Las  experiencias  en

  la niñez  alteran  el  ADN

para  toda  la  vida

 

 

 

 

    La infancia es un período crucial en la vida de cualquier persona,

pero para muchos parece que esas experiencias tempranas

podrían cambiar nuestro organismo incluso hasta a nivel

genético. Un equipo de científicos de la Universidad Northwestern

(EE. UU.) ha analizado más de un centenar de genes

asociados a la inflamación, buscando indicios de cambios

epigenéticos.

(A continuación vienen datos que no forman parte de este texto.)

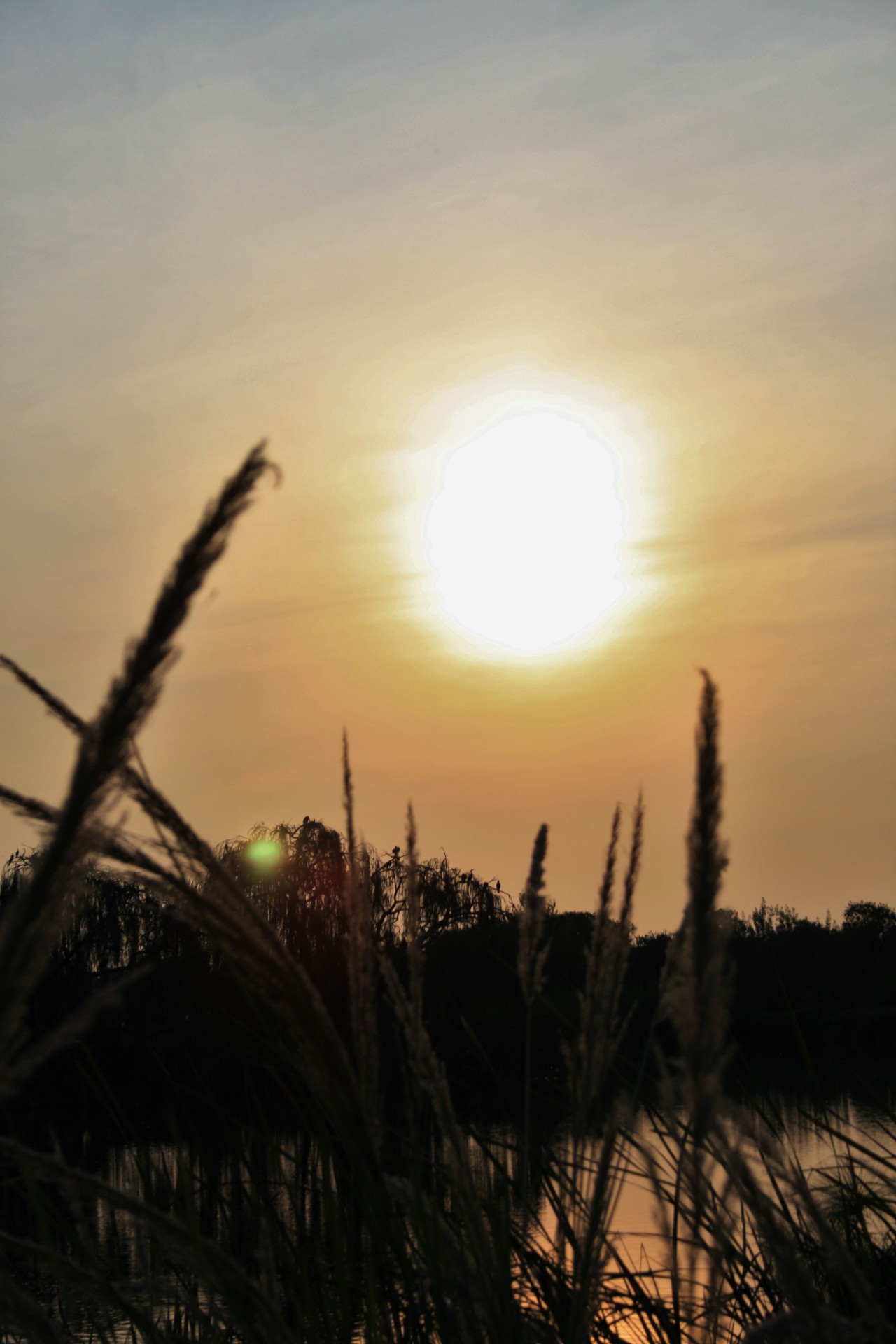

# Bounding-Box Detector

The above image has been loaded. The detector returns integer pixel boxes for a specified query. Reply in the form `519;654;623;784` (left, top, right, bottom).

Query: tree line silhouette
0;817;896;1116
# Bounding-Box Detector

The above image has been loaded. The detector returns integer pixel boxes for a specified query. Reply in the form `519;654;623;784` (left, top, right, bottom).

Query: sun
424;409;624;654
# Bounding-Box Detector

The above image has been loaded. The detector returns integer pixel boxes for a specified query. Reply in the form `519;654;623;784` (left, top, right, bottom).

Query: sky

Descubrieron que un puñado de genes

responsables de la regulación de la inflamación se ven

alterados a causa de acontecimientos clave de la infancia,

lo que sugiere que las enfermedades que sufrimos en

etapas posteriores de la vida podrían ser el resultado

de los eventos padecidos en nuestros años formativos.

    Los expertos partieron de la hipótesis de que el vínculo entre

el entorno infantil y las diferencias en los procesos de

inflamación del cuerpo podrían alcanzar

también a los propios genes.

    Aunque la secuencia de ADN de nuestro genoma está más

o menos centrada en la concepción, hemos aprendido con

el tiempo que los genes individuales pueden seguir

modificándose a través de procesos a los

que nos referimos como epigenéticos.

    Ciertas experiencias en la infancia podrían

hacernos más propensos a la enfermedad.

    Una de las formas más prominentes de estos procesos

epigenéticos es la metilación, que implica que un grupo

metilo (-CH3) se añade a la estructura del ADN,

de tal manera que interfiere con su función.

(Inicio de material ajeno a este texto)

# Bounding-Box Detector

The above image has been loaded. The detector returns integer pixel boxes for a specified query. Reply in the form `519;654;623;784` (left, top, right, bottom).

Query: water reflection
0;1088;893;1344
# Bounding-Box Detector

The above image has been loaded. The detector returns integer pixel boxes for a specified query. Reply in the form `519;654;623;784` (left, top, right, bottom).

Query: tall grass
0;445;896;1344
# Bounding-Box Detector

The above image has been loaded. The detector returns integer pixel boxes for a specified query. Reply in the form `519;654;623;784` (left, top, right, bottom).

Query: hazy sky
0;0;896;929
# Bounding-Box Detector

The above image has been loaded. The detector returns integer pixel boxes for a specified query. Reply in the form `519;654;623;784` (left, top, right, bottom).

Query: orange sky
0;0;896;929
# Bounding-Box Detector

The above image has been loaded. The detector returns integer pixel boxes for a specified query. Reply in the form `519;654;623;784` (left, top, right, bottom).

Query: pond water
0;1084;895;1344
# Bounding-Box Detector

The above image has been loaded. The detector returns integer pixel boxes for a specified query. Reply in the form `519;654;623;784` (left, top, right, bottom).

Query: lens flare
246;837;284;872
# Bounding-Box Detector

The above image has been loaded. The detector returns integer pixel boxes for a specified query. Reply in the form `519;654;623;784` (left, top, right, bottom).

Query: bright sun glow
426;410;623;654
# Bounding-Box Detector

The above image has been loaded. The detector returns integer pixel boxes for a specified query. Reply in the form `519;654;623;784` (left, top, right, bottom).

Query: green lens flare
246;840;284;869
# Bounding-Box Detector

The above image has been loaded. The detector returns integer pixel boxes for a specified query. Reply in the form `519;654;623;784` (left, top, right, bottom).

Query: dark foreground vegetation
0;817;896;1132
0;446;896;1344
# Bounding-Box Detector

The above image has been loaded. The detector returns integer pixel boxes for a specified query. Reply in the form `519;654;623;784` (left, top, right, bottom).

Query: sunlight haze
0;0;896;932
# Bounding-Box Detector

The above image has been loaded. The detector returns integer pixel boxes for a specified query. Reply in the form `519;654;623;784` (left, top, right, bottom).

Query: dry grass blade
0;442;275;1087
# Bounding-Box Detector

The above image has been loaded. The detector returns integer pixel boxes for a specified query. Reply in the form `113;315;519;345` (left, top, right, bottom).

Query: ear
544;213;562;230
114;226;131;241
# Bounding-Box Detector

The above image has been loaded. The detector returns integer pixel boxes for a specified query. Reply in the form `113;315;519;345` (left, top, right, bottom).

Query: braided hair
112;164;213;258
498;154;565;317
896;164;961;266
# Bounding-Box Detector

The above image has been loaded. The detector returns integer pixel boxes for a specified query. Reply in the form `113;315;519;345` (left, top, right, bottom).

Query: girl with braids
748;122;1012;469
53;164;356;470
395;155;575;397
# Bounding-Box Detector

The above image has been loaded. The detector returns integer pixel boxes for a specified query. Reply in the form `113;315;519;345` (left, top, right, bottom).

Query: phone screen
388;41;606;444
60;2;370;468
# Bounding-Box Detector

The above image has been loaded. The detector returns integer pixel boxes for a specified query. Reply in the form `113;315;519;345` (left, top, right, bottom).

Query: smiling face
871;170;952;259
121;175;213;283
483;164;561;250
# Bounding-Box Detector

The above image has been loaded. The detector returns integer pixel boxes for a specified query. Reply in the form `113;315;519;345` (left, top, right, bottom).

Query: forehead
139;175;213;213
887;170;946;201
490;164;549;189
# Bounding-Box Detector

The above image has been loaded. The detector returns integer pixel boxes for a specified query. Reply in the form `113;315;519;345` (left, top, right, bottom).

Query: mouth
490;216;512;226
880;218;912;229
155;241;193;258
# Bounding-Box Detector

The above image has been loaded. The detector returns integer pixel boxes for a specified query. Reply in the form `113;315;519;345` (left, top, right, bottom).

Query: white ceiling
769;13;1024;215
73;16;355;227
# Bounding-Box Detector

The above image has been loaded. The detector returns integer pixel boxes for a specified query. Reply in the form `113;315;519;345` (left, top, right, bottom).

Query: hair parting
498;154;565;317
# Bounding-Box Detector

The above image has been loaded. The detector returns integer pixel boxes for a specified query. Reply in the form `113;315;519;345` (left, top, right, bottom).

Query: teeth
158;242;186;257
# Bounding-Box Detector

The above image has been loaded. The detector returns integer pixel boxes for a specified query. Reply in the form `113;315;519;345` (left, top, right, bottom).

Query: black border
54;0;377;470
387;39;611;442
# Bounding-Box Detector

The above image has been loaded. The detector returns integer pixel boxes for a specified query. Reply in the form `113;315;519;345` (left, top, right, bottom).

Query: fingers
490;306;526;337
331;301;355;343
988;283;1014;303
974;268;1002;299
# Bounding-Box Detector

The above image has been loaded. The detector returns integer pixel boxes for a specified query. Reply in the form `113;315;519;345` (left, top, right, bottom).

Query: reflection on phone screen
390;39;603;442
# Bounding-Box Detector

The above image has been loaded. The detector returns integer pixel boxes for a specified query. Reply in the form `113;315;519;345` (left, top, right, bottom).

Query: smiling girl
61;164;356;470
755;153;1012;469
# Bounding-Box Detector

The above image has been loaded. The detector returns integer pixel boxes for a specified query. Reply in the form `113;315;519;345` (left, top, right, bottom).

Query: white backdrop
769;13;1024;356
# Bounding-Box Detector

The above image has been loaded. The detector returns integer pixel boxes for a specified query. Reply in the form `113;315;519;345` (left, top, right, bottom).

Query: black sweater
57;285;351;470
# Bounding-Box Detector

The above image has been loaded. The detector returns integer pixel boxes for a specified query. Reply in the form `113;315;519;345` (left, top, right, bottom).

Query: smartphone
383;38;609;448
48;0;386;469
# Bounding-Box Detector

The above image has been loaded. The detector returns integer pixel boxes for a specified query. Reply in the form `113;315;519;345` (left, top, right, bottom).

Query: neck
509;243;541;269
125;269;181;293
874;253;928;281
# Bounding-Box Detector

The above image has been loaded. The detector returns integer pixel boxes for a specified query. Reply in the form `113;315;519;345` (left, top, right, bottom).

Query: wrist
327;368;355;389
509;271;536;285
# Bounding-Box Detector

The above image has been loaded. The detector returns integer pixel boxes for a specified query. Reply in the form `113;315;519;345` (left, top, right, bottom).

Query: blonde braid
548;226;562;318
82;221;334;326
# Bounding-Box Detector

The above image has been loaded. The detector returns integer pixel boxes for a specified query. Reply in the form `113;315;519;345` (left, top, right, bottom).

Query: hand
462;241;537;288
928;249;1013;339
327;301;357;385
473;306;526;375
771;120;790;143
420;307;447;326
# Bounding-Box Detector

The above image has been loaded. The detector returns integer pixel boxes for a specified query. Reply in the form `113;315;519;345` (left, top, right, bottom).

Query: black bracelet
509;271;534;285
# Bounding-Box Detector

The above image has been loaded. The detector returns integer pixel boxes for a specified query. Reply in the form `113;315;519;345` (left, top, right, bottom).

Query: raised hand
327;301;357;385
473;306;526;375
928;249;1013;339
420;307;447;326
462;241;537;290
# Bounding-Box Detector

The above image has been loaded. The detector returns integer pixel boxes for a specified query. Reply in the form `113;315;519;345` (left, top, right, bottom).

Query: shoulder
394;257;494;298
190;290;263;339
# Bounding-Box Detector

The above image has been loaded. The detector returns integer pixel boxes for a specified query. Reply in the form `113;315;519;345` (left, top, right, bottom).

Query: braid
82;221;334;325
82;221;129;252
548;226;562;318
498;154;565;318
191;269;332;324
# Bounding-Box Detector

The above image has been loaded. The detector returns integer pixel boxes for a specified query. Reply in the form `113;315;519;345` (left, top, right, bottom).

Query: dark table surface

    Gracias a la metilación y a otros cambios epigenéticos,

hemos llegado a entender que incluso los sutiles

fenómenos ambientales pueden tener

un impacto en nuestro plan genético.

    "Podríamos tener genes en nuestro cuerpo que podrían

conducir a algunos resultados adversos de salud, pero si

esos genes están silenciados, si están apagados debido

a procesos epigenéticos, es algo interesante",

comenta Thom McDade, líder del trabajo.

 

 

    Aunque es relativamente pronto para entender la gama

completa de cambios epigenéticos que podemos

experimentar, la infancia es claramente una parte importante

de la vida que puede establecer procesos biológicos que

pueden afectar nuestra salud y bienestar en los siguientes años.

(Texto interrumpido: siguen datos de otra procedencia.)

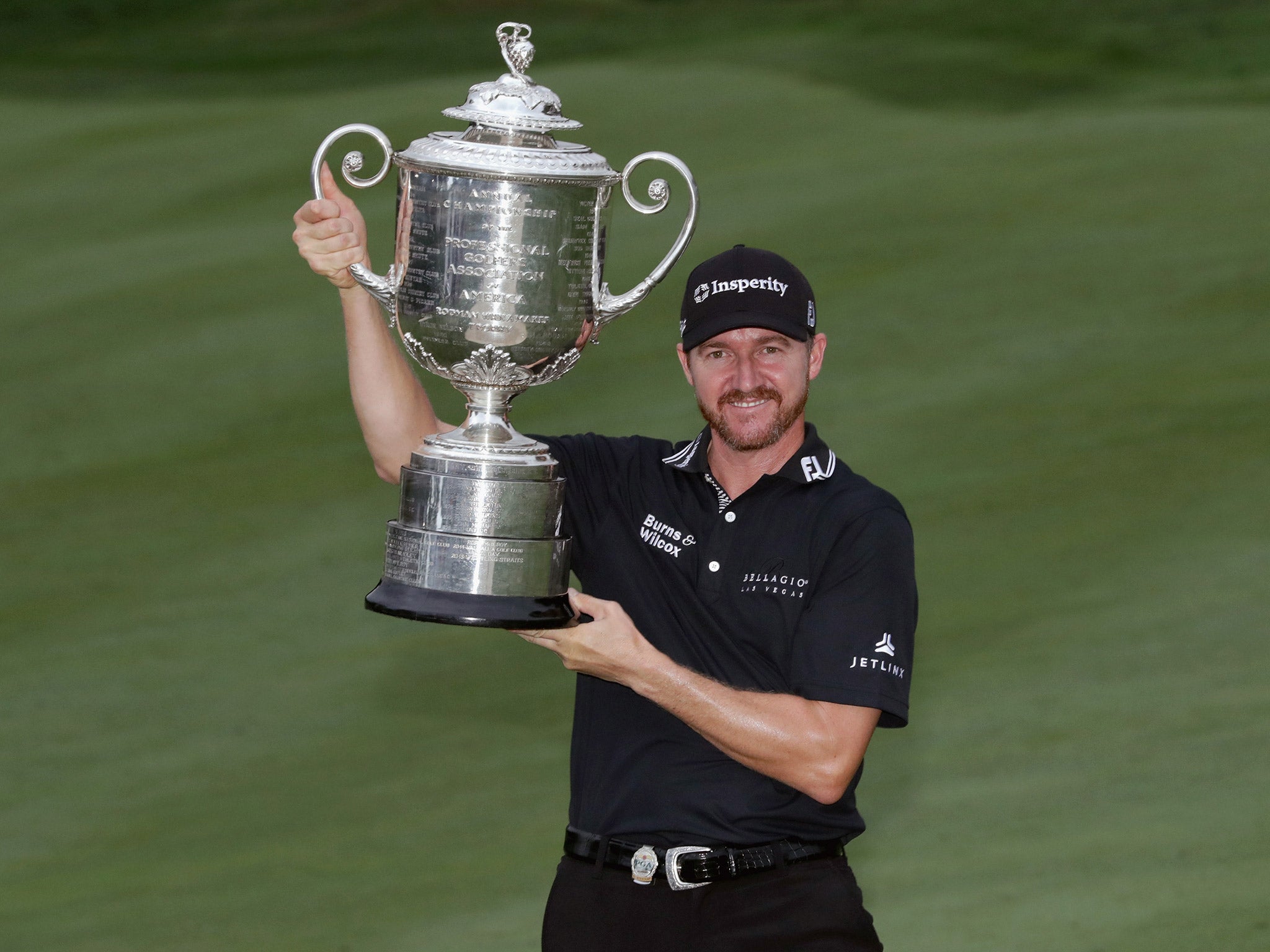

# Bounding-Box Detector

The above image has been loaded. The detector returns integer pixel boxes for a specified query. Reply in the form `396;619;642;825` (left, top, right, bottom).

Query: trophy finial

    Este último estudio incluyó una muestra de unos 500

participantes de Filipinas, e incluyó una serie

de datos de principios de los años 80.

    Los análisis de sangre revelaron que la metilación de 9 de

los 114 genes asociados a procesos inmunes que regulan

la inflamación, tenían una estrecha relación con varias

variables de la niñez, incluyendo el nivel socioeconómico,

la ausencia prolongada de un padre en la infancia e

incluso si la persona nació en meses calurosos.

    En otras palabras, al identificar ciertas experiencias infantiles,

los investigadores podían predecir si uno o más de esos 9

genes de inflamación estarían 'encendidos' o 'apagados'.

    Este estudio podría ayudar a explicar la prevalencia

de enfermedades cardiovasculares y ciertas enfermedades

inflamatorias en comunidades específicas. También se

suma al creciente cuerpo de pruebas que ponen de relieve

las diversas formas en que los cambios en nuestro sistema

inmunológico pueden afectar a la forma en que nuestros

cuerpos adultos hacen frente a las enfermedades.

    Mientras esperamos nuevos resultados sobre este campo,

ahora poseemos más evidencias que refuerzan que lo que

nos sucede al principio de nuestra vida puede

afectarnos durante el resto de ella.